La resolución del Ministerio de Sanidad por la que se establece el copago para una serie de medicamentos de dispensación exclusiva en las farmacias de los hospitales, pero para pacientes no ingresados, que se utilizan para la terapia de varias enfermedades crónicas, como hepatitis víricas, algunos tipos de cáncer y enfermedades autoinmunes y también tratamientos de fertilidad, supone una nueva vuelta de tuerca en el estrangulamiento progresivo del acceso a los servicios sanitarios, al que se viene sometiendo a los ciudadanos, especialmente a los más desfavorecidos.
El copago sanitario se introduce con uno de dos objetivos posibles: disuasorio, a fin de reducir y racionalizar el consumo excesivo de medicamentos, o recaudatorio, que, como su nombre indica, persigue ingresar fondos para contribuir al mantenimiento del sistema sanitario. Ambos objetivos son contradictorios y, en general, incompatibles, aunque en algunos casos se intente compatibilizarlos. En este caso no parece que se pueda conseguir ninguno de los dos. Puesto que se trata de medicaciones crónicas, que, por desgracia, los pacientes deben tomar durante largos periodos de tiempo, muchos durante toda la vida, no hay posibilidad de reducir el consumo, ni tampoco se produce un uso excesivo, ni se acumulan excedentes de medicación. En cuanto a recaudar, puesto que el copago es del 10 % con un tope de 4,20 €, la recaudación no será excesiva y quedará anulada, al menos en gran parte, por la necesaria implantación de sistemas de cobro en todas las farmacias hospitalarias.

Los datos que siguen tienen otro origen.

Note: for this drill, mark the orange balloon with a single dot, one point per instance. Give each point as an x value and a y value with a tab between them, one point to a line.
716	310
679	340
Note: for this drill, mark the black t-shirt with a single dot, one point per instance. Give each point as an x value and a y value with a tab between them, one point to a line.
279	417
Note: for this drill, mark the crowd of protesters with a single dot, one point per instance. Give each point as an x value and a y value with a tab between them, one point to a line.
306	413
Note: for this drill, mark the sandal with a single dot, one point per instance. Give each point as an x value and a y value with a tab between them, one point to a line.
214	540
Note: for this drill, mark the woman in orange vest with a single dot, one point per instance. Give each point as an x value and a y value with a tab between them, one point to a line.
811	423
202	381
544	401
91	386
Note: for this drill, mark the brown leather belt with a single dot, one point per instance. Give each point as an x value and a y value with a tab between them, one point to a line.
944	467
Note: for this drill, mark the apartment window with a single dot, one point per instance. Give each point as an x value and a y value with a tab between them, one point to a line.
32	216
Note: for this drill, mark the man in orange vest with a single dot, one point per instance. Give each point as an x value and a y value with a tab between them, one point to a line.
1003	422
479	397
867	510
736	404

La medida es, en cambio, muy perjudicial para los afectados, puesto que les supone un nuevo gasto que puede resultar muy oneroso para su economía, ya que muchos de estos pacientes son jubilados, o bien, debido a sus enfermedades, se encuentran en situación de incapacidad laboral, transitoria o definitiva y sus ingresos están ya muy mermados.

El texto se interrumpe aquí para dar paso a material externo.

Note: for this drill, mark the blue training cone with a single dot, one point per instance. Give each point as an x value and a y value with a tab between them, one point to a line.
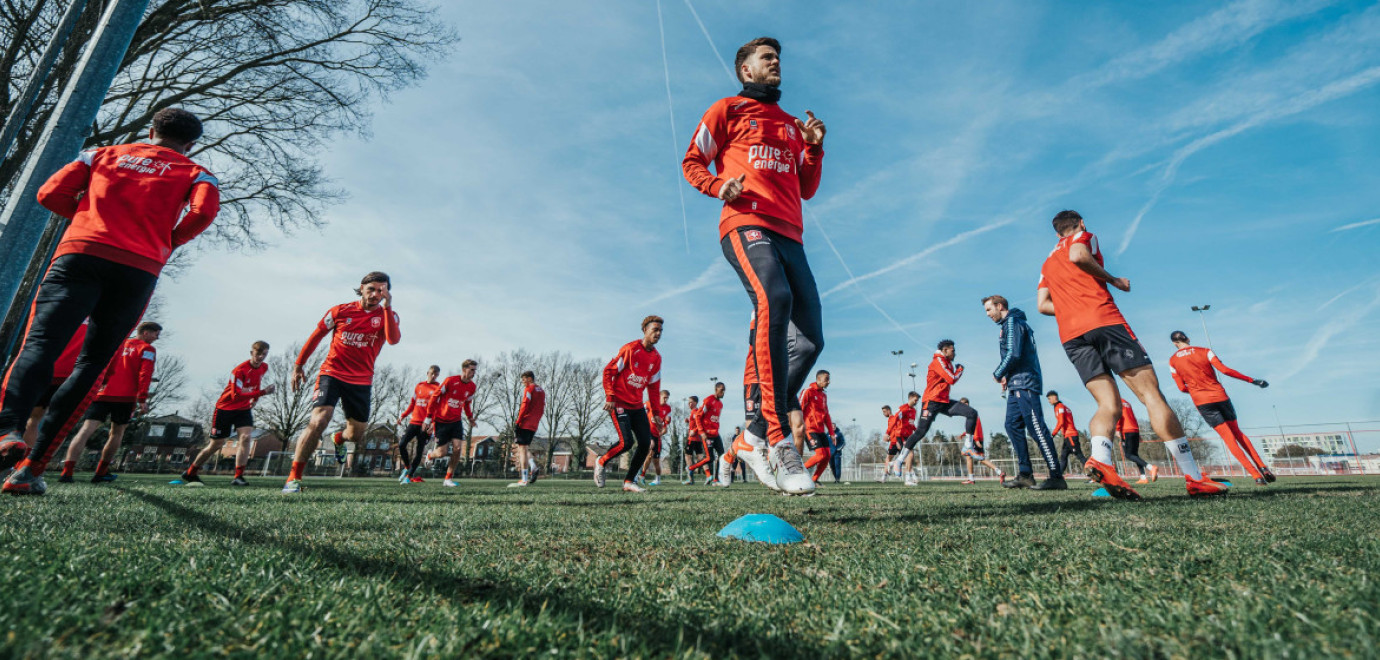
762	528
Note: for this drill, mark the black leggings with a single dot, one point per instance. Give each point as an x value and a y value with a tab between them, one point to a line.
787	332
632	425
948	409
76	287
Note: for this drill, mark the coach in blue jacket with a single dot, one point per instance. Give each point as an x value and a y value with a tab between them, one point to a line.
1020	377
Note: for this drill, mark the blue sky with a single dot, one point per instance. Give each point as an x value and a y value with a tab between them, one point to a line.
527	193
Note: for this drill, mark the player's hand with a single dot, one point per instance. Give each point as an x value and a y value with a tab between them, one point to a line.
730	189
812	130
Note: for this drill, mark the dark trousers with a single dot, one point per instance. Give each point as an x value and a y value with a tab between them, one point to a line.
76	287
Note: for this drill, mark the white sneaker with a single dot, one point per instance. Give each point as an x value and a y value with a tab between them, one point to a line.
791	475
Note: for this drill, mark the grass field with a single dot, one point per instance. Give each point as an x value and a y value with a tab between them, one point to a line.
370	568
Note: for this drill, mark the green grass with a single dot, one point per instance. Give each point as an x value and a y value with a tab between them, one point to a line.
370	569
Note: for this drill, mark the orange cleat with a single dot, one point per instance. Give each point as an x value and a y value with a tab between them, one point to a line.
1204	488
1107	475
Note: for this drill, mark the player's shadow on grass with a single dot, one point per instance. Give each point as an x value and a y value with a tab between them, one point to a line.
715	637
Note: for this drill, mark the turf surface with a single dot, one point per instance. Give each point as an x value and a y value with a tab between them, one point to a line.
370	569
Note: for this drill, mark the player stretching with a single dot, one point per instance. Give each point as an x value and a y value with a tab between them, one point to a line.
1072	289
358	332
1020	377
1066	428
449	408
1129	431
940	377
1193	372
819	424
636	367
416	420
130	206
124	385
767	162
235	413
529	417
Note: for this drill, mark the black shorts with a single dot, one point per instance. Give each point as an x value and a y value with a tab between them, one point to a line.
115	412
449	431
224	423
352	398
1108	350
1217	413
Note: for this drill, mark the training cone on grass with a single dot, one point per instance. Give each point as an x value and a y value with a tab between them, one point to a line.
761	528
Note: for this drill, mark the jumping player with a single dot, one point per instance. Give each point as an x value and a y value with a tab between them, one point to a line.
358	332
416	419
447	412
1129	431
529	417
1072	289
940	377
767	162
634	370
1019	373
235	413
1193	372
973	452
1066	428
123	388
130	206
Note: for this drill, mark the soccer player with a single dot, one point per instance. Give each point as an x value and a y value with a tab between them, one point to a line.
449	408
634	370
235	413
124	385
416	419
819	424
1193	372
940	377
973	452
1072	289
1020	377
529	417
358	332
1129	431
1066	428
130	206
767	162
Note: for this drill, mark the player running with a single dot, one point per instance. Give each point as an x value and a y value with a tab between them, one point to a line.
636	367
1066	428
447	412
1193	372
1129	431
1019	373
124	387
416	419
235	413
529	417
1072	287
973	450
767	162
130	206
940	377
358	332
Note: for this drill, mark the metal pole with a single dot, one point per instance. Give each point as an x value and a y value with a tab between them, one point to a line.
76	111
24	105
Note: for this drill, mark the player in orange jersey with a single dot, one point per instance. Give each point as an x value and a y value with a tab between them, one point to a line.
1072	287
1193	369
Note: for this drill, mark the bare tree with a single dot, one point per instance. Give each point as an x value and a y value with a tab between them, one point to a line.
273	80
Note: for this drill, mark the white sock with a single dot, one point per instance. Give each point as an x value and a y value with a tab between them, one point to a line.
1184	457
1103	449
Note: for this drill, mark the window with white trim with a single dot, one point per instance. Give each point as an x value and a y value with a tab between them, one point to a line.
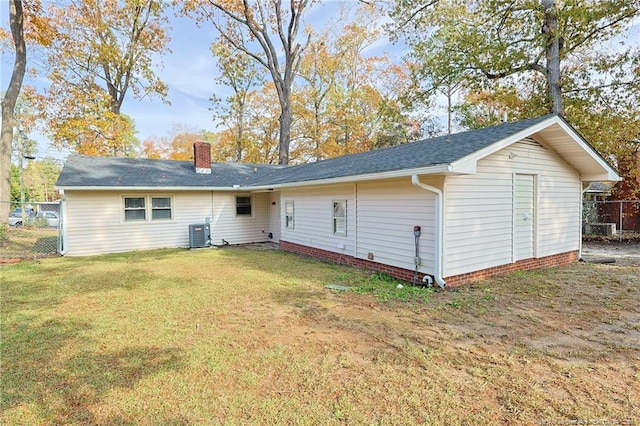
243	205
160	208
340	218
144	208
288	215
134	208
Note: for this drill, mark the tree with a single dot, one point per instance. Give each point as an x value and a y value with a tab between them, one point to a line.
16	22
346	99
496	39
243	25
102	50
239	72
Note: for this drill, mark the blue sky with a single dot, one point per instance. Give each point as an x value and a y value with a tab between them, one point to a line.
188	69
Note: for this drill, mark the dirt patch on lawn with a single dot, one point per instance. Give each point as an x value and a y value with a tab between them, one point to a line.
541	346
622	253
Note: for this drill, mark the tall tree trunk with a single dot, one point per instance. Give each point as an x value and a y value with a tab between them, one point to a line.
550	30
285	131
16	21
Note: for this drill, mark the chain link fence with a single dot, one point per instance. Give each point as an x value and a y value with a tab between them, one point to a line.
611	218
31	235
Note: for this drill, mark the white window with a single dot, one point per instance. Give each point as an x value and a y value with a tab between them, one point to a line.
243	205
134	208
160	208
288	215
340	218
142	208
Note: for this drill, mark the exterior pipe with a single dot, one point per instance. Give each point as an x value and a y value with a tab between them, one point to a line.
585	188
437	267
62	228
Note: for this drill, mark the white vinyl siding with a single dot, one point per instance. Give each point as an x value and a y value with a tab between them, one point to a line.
95	222
239	229
387	211
314	218
479	209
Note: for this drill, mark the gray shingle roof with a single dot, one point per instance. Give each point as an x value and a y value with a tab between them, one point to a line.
81	171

Así pues, si la implantación de este copago no va a suponer ningún ahorro en el consumo e medicamentos, ni tampoco una recaudación mínimamente significativa y, en cambio, sí es lesivo para la economía de los pacientes y, lo que es peor, puede suponer un grave perjuicio para su salud, en el caso de abandono, aunque sea parcial, de la medicación, o incumplimiento de las pautas terapéuticas, ¿qué sentido tiene la implantación de esta medida?. Parecería una decisión precipitada o arbitraria, tomada sin una reflexión adecuada sobre su inanidad presupuestaria y su impacto negativo sobre los ciudadanos. Sin embargo, aunque no es descartable que la capacidad intelectual de alguno de nuestros gobernantes sea inadecuada para la importante tarea que les corresponde, no cabe pensar que ello sea extensible a todos, ni siquiera a la mayoría. Así pues, la medida debe tener algún sentido, incluso aunque no se nos haga aparente de inmediato.
Si la contemplamos en una perspectiva de conjunto con otras medidas que afectan al acceso a la atención sanitaria y la calidad de la misma en el sistema nacional de salud y también la propuesta sobre las pensiones, que va a suponer una rebaja de las mismas, así como futuras depreciaciones anuales, quizás podemos empezar a vislumbrar un hilo conductor, una idea matriz, en las decisiones de nuestros gobiernos que afectan al estado del bienestar y, muy en especial, a pensionistas y pacientes con enfermedades crónicas. Tal parece que el mensaje es que los jubilados abusan del sistema viviendo demasiados años y cobrando sus pensiones, que los enfermos crónicos suponen un gasto excesivo al empecinarse en ir sobreviviendo a sus dolencias, que los dependientes y sus cuidadoras son un problema molesto que, de todas maneras, está en vías de solución, ya que cada año van reduciendo drásticamente el presupuesto dedicado a la Ley de Dependencia. Supongo que nuestros gobernantes preferirían dedicar una parte sustancial del dinero destinado a las pensiones, a la sanidad pública, a la dependencia, al estado del bienestar en suma, a otros menesteres que deben considerar más productivos, como rescatar o sanear bancos, subvencionar a las empresas energéticas, promover grandes obras públicas, muchas de dudosa o nula necesidad, para adjudicarlas a las grandes constructoras, permitir a las empresas de telecomunicaciones unas de las tarifas más caras de Europa y otros del mismo cariz. Al fin y al cabo, cuando deban abandonar sus cargos, si no optan, o no pueden optar, por un escaño en el Senado o en el Parlamento Europeo, siempre habrá para ellos alguna colocación, habitualmente un cargo de asesor o un puesto de alta dirección, magníficamente remunerado, en alguno de estos grandes conglomerados empresariales o financieros.